2002年03月21日(木) |
政府による株価操作はいいかげん止めたらどうか |
日経4面に、金融庁が、空売り規制を定めた証券取引法に違反するとし、5証券会社に業務改善命令を出したことが載っていた。
空売りする証券会社は証券取引所に対し、空売りであることを明示する義務があるが、その明示義務に違反したのだそうである。
しかし、違反の内容は、保有する現物株数の確認を怠ったため、あるいは、証券金融会社へ借り株の申し込みを忘れたために、空売りをするつもりがなかったのに空売りとなってしまい、結果として明示義務違反を犯してしまったのだそうである。
すなわち、うっかりミスである。
それでも業務改善命令を出したのは、金融庁は空売りに対し厳しい姿勢で臨んでいる姿勢を示したかったのだろう。

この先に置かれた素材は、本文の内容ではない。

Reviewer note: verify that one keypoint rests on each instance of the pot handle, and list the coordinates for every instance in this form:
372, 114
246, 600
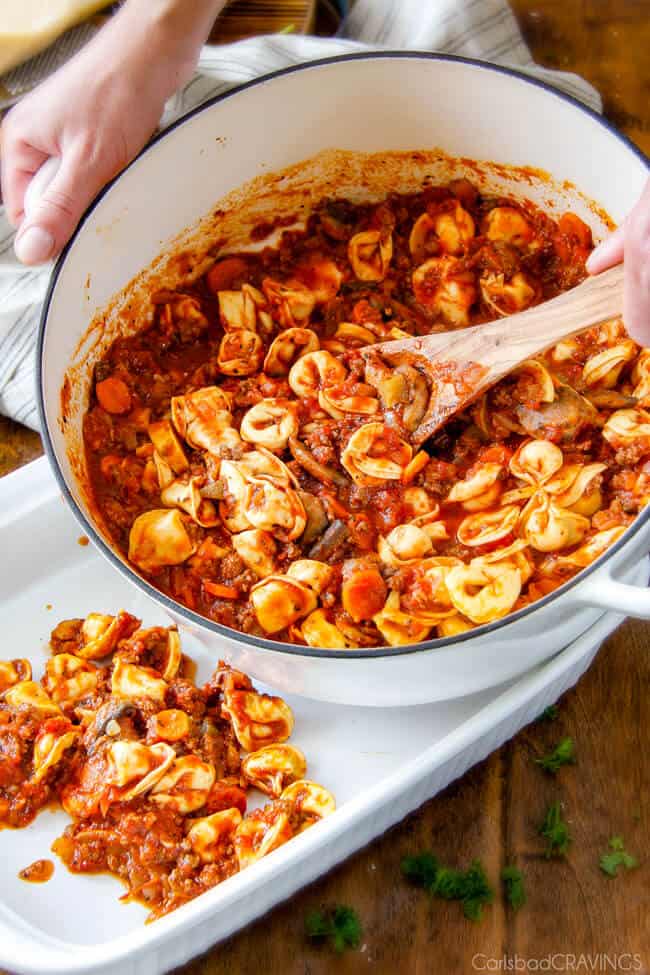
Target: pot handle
607, 593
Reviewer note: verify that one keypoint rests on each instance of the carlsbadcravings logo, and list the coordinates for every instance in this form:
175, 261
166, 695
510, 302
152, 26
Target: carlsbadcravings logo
559, 962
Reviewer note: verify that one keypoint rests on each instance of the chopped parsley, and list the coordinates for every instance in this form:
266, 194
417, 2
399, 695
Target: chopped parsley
513, 885
471, 887
556, 832
616, 857
564, 753
339, 926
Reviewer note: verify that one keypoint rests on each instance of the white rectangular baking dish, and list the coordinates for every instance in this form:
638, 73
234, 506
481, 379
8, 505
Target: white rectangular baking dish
380, 763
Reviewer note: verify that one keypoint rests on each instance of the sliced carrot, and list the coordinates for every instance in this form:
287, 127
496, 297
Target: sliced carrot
223, 592
113, 395
413, 468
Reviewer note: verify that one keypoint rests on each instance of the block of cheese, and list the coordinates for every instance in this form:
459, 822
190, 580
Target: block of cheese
29, 26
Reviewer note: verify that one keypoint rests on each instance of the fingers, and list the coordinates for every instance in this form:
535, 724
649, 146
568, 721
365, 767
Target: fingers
632, 240
54, 215
18, 163
636, 298
607, 254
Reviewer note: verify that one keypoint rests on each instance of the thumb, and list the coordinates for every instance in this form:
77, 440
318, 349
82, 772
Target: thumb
608, 253
54, 202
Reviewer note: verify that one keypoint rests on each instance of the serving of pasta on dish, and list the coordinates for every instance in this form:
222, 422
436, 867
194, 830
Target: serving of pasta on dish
147, 764
253, 463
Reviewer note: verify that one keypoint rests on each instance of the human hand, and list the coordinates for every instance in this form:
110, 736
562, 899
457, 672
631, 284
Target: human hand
632, 241
95, 114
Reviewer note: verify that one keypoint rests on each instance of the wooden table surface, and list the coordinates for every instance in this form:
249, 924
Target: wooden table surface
492, 813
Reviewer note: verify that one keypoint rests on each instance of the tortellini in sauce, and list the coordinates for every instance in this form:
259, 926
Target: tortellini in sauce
160, 538
287, 347
305, 455
374, 454
257, 719
547, 527
204, 420
270, 423
315, 371
272, 768
122, 763
447, 288
483, 592
370, 253
292, 302
278, 601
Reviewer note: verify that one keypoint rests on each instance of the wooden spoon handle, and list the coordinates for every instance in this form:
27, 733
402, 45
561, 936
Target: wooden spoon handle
460, 365
503, 344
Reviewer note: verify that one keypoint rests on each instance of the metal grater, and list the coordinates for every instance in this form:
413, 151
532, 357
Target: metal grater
26, 76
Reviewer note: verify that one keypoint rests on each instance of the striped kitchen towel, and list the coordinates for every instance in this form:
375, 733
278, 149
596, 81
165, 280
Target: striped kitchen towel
484, 29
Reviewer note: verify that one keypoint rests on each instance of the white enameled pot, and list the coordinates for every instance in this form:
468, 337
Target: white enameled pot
379, 103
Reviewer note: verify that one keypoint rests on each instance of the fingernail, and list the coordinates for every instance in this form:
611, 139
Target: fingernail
34, 245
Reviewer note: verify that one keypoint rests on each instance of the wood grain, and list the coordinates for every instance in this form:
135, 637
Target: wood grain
493, 812
246, 18
462, 363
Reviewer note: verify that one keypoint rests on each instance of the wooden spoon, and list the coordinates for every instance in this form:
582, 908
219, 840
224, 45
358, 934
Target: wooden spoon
462, 364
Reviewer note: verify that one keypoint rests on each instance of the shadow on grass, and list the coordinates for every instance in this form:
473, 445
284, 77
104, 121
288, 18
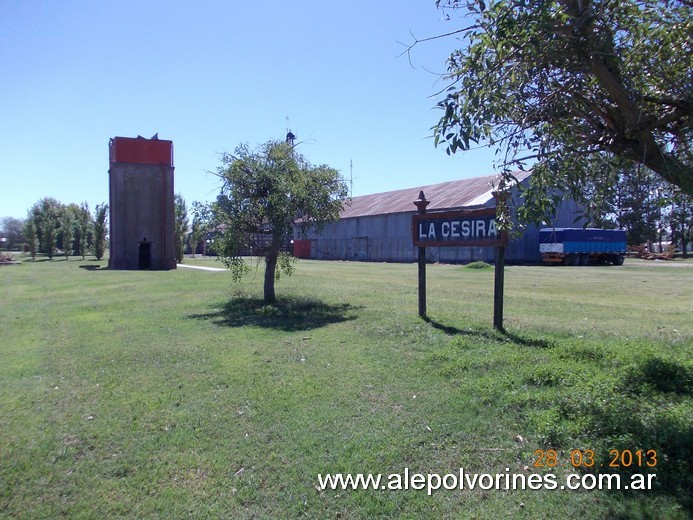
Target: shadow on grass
494, 335
287, 314
92, 267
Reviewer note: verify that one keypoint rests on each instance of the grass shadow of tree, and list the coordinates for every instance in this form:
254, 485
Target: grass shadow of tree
289, 314
495, 335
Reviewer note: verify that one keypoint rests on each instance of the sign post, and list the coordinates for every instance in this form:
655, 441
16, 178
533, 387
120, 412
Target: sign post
421, 204
472, 227
499, 279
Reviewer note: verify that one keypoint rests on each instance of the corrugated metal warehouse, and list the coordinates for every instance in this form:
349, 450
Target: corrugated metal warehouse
378, 228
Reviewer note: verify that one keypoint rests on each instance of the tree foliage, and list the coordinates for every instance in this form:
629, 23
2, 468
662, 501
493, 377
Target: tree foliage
180, 210
579, 86
202, 224
45, 217
100, 226
84, 225
67, 222
265, 193
12, 230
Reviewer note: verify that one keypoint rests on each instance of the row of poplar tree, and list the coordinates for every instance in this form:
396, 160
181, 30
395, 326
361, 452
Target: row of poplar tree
53, 228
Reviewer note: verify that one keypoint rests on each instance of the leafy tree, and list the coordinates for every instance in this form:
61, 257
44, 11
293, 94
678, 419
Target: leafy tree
181, 225
574, 85
264, 194
202, 224
679, 218
67, 224
31, 235
100, 225
83, 225
46, 217
12, 231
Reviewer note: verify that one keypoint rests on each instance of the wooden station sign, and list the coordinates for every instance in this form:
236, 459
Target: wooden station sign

同じ紙面で、柳沢金融担当相が、大統領経済諮問委員会(CEA)のハバード委員長が日本政府の空売り規制強化を批判したことに反論したことが載っていた。
政府は、よほど空売り規制をしたいのだろう。
ところで、日経15面コラム「大磯・小磯」に、金融当局が空売り規制に当たり議員に説明した資料のことが載っていた。

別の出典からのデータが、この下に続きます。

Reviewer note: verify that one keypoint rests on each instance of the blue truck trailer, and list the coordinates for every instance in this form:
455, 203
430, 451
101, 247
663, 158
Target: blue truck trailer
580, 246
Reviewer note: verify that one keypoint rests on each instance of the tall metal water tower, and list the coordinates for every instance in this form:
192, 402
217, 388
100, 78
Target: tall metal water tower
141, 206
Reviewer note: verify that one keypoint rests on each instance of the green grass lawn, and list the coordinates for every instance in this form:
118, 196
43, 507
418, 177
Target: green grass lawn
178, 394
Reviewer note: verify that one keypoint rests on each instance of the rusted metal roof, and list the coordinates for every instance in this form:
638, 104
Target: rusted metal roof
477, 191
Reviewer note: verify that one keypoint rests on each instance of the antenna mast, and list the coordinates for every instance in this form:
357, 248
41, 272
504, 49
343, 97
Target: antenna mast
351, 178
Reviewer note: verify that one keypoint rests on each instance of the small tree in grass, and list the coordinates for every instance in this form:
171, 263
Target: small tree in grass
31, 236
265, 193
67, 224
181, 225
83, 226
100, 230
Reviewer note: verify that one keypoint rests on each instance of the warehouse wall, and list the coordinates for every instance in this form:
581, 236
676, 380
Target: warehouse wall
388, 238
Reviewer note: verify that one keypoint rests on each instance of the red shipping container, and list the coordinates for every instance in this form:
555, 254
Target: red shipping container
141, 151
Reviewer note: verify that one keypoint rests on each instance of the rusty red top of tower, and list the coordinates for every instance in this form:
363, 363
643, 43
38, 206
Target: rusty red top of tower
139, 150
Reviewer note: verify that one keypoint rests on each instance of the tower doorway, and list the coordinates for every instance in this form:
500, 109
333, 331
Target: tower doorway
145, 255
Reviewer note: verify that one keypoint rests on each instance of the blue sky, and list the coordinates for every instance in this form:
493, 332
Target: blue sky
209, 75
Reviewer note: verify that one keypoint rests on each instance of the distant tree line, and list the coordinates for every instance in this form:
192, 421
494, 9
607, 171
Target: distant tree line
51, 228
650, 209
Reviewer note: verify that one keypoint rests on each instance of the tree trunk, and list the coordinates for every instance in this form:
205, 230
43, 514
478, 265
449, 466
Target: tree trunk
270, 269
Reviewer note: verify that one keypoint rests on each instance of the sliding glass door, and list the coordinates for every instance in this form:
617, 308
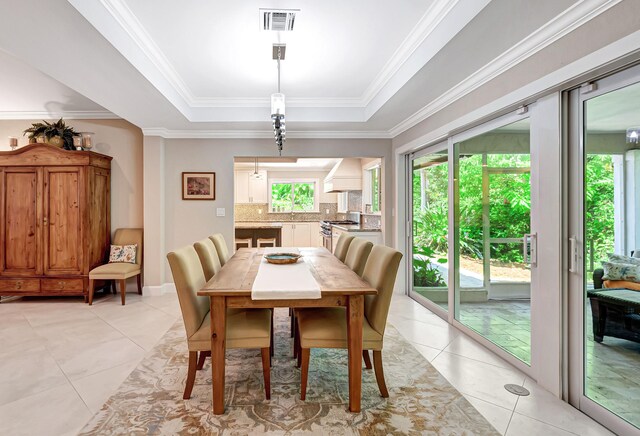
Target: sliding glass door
495, 248
429, 266
604, 230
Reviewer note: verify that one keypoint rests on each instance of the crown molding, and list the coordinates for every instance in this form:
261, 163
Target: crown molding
69, 115
135, 31
572, 18
257, 134
434, 15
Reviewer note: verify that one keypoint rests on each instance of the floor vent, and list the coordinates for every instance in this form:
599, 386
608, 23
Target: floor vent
278, 19
517, 390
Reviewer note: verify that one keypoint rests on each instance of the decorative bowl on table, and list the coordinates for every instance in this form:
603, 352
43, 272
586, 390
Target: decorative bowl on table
282, 258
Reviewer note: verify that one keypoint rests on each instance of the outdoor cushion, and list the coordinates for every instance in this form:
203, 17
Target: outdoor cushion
621, 271
115, 271
622, 284
621, 258
245, 329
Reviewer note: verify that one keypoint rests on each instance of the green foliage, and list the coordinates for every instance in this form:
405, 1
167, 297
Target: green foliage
598, 208
287, 197
425, 274
49, 130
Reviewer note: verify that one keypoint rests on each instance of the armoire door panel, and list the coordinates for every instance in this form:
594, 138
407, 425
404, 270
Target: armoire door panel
21, 230
99, 225
63, 220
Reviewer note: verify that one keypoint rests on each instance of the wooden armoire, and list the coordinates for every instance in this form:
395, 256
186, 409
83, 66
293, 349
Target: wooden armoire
54, 219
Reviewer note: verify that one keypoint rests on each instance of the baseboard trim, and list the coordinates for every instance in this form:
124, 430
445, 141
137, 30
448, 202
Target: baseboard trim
156, 291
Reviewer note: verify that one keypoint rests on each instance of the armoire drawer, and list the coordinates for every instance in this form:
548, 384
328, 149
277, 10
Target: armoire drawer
61, 285
20, 285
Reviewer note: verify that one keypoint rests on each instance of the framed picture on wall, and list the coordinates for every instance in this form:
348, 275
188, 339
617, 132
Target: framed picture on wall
198, 186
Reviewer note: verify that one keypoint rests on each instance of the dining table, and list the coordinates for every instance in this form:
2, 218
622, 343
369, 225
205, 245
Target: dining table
339, 286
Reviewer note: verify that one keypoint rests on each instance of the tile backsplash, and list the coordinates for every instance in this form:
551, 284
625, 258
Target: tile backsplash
251, 212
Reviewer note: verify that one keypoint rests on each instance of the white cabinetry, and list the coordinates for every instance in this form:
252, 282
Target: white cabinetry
301, 234
250, 190
343, 202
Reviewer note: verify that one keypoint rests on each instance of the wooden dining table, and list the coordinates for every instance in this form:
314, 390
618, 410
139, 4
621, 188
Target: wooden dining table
339, 286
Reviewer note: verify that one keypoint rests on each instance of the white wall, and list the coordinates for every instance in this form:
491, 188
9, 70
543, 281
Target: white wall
117, 138
188, 221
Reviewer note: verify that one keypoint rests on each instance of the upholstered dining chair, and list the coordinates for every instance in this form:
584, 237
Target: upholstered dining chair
342, 246
208, 256
327, 327
245, 328
221, 247
357, 255
120, 271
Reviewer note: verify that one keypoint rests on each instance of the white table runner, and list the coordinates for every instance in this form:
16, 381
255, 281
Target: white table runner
284, 282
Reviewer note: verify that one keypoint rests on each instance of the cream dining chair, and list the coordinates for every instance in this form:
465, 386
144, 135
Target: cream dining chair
245, 329
221, 247
342, 246
120, 271
357, 255
327, 327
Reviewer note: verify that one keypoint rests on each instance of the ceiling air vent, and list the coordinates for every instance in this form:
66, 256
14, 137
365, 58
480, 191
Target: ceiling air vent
278, 19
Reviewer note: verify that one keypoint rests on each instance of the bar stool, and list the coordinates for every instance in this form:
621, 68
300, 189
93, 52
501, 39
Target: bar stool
266, 242
241, 241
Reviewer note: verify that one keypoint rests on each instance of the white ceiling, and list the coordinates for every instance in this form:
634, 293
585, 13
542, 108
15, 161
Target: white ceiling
203, 68
27, 92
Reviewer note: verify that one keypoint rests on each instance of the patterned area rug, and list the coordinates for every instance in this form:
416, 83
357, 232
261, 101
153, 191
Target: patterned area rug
420, 400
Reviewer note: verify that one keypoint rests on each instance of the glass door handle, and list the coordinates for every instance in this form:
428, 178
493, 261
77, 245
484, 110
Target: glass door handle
530, 248
573, 254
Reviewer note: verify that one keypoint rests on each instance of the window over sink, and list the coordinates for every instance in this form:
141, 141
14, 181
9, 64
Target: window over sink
293, 195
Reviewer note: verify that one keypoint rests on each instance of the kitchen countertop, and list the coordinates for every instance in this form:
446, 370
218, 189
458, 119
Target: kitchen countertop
355, 228
254, 225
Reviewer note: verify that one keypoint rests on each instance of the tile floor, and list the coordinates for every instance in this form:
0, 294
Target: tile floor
64, 359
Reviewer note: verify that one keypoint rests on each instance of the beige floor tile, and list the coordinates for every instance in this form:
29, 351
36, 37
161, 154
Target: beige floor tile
55, 412
478, 379
544, 406
499, 417
467, 347
28, 373
521, 425
81, 360
97, 388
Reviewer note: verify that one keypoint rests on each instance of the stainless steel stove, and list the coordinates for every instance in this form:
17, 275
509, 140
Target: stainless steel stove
326, 232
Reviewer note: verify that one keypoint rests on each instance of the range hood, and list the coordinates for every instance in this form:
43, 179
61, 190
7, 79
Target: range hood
345, 176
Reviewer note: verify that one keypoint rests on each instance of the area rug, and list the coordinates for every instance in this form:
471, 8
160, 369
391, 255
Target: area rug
421, 401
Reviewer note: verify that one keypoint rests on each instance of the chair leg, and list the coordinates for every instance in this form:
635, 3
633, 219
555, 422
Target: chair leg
293, 322
203, 355
91, 290
377, 364
123, 289
266, 371
273, 345
367, 360
304, 374
191, 375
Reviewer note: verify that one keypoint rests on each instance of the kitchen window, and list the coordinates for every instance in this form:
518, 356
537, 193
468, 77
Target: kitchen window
298, 195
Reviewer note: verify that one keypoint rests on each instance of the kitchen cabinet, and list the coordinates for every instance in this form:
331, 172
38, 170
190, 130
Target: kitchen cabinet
301, 234
343, 202
250, 190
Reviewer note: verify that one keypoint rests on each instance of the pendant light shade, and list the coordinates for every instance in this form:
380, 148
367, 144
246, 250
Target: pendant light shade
277, 105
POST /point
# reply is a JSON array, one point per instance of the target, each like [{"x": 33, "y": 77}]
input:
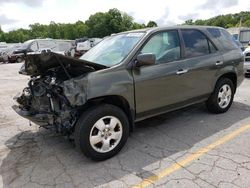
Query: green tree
[{"x": 152, "y": 24}]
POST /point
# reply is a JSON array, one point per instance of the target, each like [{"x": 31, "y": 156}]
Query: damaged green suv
[{"x": 128, "y": 77}]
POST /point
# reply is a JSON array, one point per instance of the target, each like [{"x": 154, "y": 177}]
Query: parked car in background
[
  {"x": 36, "y": 45},
  {"x": 128, "y": 77},
  {"x": 247, "y": 60},
  {"x": 6, "y": 52},
  {"x": 82, "y": 46}
]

その説明資料には次のようなことが書いてあったそうである。
「外資は東京から撤退して食い逃げに走る可能性が大」
「外資が空売りするのは、年俸一億円の専門家を100人から150人抱えており、新しい不良債権の材料がないと、人員を支えきれないから。」
要するに、株価下落の諸悪の根元は外資にあり、これを空売り規制によって叩けば、株価は上昇するという発想である。
しかし、そこには、なぜ空売りが悪いのかが説明されていない。
悪いのは株価操作であって(これは法律ではっきり禁止されている)、空売りではないであろう。
政府は、いいかげん、このような姑息な手段による株価操作は止めたらどうか。